第1217話 ってーーーーーーーーー!
全員が配置についた事を、クイーンが蜂達から連絡を受け、俺へと伝えた。
イネスもLシリーズを呼び出し起動を終え、筋力強化をした様子で、いつでも行けると俺に向かって頷いた。
ブレンダーも既に戦闘形態となっており、雄々しく猛々しい巨大な蒼い狼の姿となっており、その背中には水晶の鋭い剣がずらりと並び、こちらも準備は整った。
先程までブレンダーの背に括られていたファクトリーは地面に降ろされている。
行動可能な蜂達は全てで払っているが、予備で格納されている蜂達も、何かあればすぐに飛び出してくるだろう。
ヒナとミヤは俺の左右に立ち、その2人の着物帯は、俺への腰へと巻きついている
上流ではウルスラグナが、下流ではユズユズがLシリーズを起動し、戦闘開始の合図を待っているはずだ。
陽もだんだんと昇り始め、照らされた向かいの崖が白く照らし出されてくると、その中腹にずらりと並ぶワイバーンの巣の様子もはっきりと見えて来た。

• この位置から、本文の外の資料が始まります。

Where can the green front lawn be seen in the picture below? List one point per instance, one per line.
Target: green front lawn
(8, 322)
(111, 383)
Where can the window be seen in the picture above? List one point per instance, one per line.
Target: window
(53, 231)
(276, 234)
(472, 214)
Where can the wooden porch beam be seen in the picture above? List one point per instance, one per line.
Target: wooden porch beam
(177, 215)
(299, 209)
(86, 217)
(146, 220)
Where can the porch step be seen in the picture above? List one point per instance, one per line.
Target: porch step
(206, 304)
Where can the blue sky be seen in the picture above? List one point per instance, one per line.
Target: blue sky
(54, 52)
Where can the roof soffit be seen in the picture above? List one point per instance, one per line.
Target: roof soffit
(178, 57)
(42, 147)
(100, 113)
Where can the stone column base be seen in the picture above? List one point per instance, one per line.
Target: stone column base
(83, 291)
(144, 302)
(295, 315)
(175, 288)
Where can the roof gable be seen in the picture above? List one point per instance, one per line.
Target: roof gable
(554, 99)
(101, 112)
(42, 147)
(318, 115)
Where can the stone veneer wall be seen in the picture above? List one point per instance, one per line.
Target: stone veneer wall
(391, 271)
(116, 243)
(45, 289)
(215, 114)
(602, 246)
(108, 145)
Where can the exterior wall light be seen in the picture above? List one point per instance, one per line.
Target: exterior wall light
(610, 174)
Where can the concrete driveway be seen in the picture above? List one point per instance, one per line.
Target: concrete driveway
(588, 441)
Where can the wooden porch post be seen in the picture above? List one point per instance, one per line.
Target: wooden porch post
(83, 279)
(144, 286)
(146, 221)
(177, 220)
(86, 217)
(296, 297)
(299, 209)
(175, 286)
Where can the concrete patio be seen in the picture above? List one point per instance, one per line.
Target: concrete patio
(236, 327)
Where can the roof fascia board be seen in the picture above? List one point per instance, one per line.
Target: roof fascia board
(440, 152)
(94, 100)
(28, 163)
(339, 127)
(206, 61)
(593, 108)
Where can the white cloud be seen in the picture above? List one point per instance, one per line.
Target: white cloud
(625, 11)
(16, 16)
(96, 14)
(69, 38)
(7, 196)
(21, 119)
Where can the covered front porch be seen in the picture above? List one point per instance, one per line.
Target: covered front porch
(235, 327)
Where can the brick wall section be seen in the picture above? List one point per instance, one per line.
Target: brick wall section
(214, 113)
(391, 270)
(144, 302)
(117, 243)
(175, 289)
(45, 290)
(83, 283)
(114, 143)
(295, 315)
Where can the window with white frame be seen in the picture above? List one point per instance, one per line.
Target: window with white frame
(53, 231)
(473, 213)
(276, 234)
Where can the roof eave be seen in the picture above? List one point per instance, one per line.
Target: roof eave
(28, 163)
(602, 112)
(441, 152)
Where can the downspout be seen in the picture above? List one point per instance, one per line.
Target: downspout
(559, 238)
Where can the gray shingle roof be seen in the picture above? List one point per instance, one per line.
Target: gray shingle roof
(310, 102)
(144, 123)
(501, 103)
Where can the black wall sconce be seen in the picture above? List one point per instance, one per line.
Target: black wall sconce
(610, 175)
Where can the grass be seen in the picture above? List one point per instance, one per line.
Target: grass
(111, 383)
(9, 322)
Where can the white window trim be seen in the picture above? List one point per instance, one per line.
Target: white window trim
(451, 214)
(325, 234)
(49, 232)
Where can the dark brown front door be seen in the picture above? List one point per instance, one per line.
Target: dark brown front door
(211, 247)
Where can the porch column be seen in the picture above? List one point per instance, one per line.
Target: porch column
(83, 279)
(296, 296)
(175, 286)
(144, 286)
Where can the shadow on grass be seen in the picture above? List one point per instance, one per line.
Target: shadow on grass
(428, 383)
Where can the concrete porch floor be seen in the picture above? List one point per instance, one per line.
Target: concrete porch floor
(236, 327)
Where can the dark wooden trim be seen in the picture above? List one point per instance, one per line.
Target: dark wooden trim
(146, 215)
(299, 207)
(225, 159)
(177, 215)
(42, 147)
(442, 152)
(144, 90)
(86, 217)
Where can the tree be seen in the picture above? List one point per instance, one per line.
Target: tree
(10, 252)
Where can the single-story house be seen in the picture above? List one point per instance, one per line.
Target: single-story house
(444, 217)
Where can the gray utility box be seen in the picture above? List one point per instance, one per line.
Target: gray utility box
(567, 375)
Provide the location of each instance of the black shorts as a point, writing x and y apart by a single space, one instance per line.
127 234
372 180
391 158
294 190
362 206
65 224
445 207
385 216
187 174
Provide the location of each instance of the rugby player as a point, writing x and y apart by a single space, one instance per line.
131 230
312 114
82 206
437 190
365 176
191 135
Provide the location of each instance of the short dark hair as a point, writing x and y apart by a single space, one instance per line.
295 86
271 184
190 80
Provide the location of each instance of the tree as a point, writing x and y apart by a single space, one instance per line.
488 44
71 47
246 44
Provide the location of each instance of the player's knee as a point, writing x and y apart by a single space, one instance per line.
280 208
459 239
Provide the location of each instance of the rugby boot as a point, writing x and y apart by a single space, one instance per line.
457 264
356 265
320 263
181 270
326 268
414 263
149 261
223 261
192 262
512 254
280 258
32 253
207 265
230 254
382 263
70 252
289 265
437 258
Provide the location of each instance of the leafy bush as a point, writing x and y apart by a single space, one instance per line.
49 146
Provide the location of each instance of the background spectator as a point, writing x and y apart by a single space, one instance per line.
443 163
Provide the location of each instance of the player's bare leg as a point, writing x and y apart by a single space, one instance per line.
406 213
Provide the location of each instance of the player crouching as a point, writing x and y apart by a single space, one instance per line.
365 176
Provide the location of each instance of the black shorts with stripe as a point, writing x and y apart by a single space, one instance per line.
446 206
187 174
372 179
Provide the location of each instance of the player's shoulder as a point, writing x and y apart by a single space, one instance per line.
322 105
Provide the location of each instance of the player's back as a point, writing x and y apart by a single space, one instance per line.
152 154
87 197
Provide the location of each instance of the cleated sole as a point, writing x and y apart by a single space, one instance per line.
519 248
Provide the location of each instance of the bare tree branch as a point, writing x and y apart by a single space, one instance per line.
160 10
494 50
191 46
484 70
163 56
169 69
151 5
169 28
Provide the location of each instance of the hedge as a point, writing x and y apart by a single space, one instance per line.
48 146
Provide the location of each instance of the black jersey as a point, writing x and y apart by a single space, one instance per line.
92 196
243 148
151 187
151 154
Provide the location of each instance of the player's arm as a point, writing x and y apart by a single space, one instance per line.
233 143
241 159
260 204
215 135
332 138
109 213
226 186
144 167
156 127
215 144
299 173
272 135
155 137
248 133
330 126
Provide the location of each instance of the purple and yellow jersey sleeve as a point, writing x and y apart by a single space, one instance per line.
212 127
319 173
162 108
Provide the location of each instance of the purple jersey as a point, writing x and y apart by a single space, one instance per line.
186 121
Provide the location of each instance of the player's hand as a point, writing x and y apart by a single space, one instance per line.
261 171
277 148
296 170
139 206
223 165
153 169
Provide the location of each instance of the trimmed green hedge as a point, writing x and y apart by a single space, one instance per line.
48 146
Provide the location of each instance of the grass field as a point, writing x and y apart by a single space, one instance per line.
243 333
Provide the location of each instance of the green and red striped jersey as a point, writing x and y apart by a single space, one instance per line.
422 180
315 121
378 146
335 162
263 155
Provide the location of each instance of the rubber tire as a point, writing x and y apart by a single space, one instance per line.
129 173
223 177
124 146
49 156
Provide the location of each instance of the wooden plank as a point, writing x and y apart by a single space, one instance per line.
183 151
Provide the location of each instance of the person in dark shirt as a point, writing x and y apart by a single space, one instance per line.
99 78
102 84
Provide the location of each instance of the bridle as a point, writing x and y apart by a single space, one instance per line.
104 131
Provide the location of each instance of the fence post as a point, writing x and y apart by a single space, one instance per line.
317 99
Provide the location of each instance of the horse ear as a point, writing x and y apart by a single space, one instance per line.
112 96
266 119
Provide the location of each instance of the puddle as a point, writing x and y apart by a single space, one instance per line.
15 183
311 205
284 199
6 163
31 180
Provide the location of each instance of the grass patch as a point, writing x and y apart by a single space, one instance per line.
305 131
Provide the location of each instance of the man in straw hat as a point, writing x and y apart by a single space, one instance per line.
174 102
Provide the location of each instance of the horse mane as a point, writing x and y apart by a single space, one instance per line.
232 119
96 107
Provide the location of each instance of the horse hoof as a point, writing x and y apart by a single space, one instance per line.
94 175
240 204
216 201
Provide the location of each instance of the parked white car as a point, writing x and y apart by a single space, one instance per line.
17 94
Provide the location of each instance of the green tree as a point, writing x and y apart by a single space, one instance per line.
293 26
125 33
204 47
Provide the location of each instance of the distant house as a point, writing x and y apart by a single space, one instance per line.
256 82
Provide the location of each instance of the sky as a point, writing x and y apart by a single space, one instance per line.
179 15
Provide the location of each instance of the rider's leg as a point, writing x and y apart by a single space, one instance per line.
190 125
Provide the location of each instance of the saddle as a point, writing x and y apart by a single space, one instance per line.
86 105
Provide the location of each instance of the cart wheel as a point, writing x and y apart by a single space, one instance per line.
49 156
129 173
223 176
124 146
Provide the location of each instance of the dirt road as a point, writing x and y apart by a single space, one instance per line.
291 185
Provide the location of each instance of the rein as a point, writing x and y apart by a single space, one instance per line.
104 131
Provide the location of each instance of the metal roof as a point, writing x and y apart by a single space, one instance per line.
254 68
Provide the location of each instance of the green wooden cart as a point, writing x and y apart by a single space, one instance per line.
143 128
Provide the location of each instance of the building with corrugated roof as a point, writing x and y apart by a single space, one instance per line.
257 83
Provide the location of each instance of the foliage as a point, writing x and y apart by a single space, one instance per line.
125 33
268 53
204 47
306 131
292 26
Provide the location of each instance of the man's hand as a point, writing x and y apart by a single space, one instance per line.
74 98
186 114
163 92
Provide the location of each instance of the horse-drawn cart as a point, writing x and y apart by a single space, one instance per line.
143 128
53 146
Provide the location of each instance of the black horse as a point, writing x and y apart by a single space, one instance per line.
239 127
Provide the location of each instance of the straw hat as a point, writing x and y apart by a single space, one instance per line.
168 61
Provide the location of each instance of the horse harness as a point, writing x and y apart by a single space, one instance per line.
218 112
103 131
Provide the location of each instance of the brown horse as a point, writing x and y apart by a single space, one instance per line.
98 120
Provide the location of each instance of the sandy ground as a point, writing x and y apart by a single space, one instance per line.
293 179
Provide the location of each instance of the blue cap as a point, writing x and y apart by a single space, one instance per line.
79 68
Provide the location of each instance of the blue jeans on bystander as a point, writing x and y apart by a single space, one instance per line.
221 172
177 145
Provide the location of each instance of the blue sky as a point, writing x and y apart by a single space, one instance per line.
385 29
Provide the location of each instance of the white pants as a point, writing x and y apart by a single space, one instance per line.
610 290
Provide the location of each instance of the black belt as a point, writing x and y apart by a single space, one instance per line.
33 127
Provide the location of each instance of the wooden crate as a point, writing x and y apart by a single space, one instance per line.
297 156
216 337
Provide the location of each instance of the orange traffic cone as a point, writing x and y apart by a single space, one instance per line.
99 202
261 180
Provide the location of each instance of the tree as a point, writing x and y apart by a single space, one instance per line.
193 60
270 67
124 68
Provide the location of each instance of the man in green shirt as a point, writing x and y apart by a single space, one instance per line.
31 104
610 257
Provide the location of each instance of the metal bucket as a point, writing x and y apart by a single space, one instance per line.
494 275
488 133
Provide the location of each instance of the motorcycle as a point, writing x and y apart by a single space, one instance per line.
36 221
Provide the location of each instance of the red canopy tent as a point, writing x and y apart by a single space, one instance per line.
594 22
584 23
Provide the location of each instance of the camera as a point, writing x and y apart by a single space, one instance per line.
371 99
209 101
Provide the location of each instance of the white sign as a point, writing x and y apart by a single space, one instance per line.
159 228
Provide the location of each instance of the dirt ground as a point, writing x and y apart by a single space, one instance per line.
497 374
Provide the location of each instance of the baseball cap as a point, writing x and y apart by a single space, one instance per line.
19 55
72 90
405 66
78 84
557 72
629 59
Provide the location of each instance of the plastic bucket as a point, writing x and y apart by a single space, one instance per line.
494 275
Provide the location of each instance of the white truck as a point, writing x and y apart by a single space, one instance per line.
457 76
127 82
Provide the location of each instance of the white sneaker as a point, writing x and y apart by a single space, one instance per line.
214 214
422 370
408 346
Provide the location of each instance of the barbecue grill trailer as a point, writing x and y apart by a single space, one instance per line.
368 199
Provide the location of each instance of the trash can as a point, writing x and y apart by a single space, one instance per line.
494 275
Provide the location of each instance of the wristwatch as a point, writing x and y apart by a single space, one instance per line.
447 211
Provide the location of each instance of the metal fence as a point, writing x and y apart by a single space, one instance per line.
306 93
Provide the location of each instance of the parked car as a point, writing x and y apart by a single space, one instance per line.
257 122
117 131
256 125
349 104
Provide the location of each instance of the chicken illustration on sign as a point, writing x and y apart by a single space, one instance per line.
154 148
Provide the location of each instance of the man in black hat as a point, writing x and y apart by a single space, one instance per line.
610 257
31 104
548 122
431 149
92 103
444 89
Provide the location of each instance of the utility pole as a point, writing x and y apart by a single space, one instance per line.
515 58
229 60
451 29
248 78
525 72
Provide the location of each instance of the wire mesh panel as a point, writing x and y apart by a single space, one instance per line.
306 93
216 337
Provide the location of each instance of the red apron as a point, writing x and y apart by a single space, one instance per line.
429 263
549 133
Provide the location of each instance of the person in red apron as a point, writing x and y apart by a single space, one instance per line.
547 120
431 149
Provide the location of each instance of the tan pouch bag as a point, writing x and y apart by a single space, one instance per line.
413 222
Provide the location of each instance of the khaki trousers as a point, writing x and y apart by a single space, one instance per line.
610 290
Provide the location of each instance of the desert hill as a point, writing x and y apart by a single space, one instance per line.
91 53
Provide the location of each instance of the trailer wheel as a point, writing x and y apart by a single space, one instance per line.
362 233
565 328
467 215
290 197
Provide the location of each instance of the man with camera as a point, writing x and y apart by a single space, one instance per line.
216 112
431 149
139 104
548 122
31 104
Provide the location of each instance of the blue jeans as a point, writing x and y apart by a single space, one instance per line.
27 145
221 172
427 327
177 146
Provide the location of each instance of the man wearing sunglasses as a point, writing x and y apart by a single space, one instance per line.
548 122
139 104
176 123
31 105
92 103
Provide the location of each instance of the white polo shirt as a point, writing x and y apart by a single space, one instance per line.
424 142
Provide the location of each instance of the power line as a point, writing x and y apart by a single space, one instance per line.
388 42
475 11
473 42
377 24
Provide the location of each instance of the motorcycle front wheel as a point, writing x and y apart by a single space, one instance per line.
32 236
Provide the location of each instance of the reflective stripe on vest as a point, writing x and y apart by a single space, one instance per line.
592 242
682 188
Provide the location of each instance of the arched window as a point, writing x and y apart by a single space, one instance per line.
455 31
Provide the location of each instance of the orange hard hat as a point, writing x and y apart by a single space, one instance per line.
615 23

何と言うか…崖に張り付いた巨大な燕の巣? その巣の素材が何なのかは分からないが、ぱっと見はそんな感じ。
その巣からはワイバーンの番が身を乗り出し、翼を広げて朝日を浴びている。
ああやって陽の光を翼いっぱいに受けて血液を暖め、体温の上昇を行っているのだろう。
こうしてじっくり観察すると良く分かるが、ワイバーンってのは竜とは明らかに別種だな。
竜の様に細かな鱗がびっしりと並んではいるが、身体の造りがまるで違う。
竜はその巨体に比べて、どちらかというと頭部も翼も小さい。
対してワイバーンは、太古の地球に居たと言われる翼竜…つまりはプテラノドンと同じように、頭部と翼が極端に大きい。
あと、知性の欠片も見えない。
子供の頃に討伐した時は、きっと必死過ぎてここまでよく観察できなかったんだろう。
まあ、翼の開長が俺の身長の10倍ほどもあるんだから、いいちいち立ち止まって観察なんてしてられるわけなかったし。
倒した後も、見上げる様な巨体がロープでグルグル巻きにされて荷車に積まれてたもんで、全体像が良く分からなかった。
だが、今はしっかりと観察できた。
あいつらは、ただの巨大なトカゲだ。空飛ぶトカゲだ。
そういや、プテラノドンって名前の意味は、歯を持たない翼だとか聞いた事あるけど…欠伸してる奴らの口には歯があるぞ?
それに主食が魚だって聞いた覚えがあるけど、この世界では家畜とか人も襲うらしいから、やっぱ恐竜とは違うって事か。
おっと、んな事を居間は考えている場合じゃない。
奴らが活動するに十分な体温を得る前に、一気に殲滅するぞ!
「ミヤ、ヒナ。敵はあの向かいの崖に巣食っているワイバーンで総数は47匹。巣の中に卵や幼生体がいるかもしれんが、それは今回は無視していい。とにかく奴らが飛び立ち前に、一気に叩くぞ」
2人は無表情でコクンと頷いた。
「奴らの巣は、ここから見える上流のあの辺…から、下流のあの辺…だ。すでにどっちにも攻撃隊が配置についている。取りこぼしは任せたらいい。だから、ド派手に好きにやったんさい!」
俺の言葉に、もの凄く張り切り、フンスフンスと鼻息を荒くする2人。
「あ、だけどあんま高威力のは止めろよ? 森が火事になったら困るからな」
2人同時にサムズアップ。
「よっし、んじゃ始めるぞ! 撃ち方よーーーーーい!」
俺の掛け声で、2人は長大なマスケット銃をそれぞれ上流と下流の対岸のワイバーンへと向けた。
あれ? 狙いは正面のワイバーンじゃなかったっけ…っと、別にそんな事言って無かったな…。
まあ、いいや。
「ってーーーーーーーーー!」
発射の号令で、2人のマスケット銃の先端からは、500ccペットボトル程のビームが…ビーム!?
上流と下流のワイバーンの巣に向かってまっすぐ伸びて巣を焼き尽くしていく。
2条のビームは、ズバッ! と崖を突き抜け点を焦がし、そのまま角度を変えて俺の正面に向かって来て…、
『一刀両断、挟み撃ち!』
ヒナとミヤがそう叫ぶと、俺の正面で1条の極太のビームへと合体。
見事に崖ごとワイバーンの巣をぶった切った。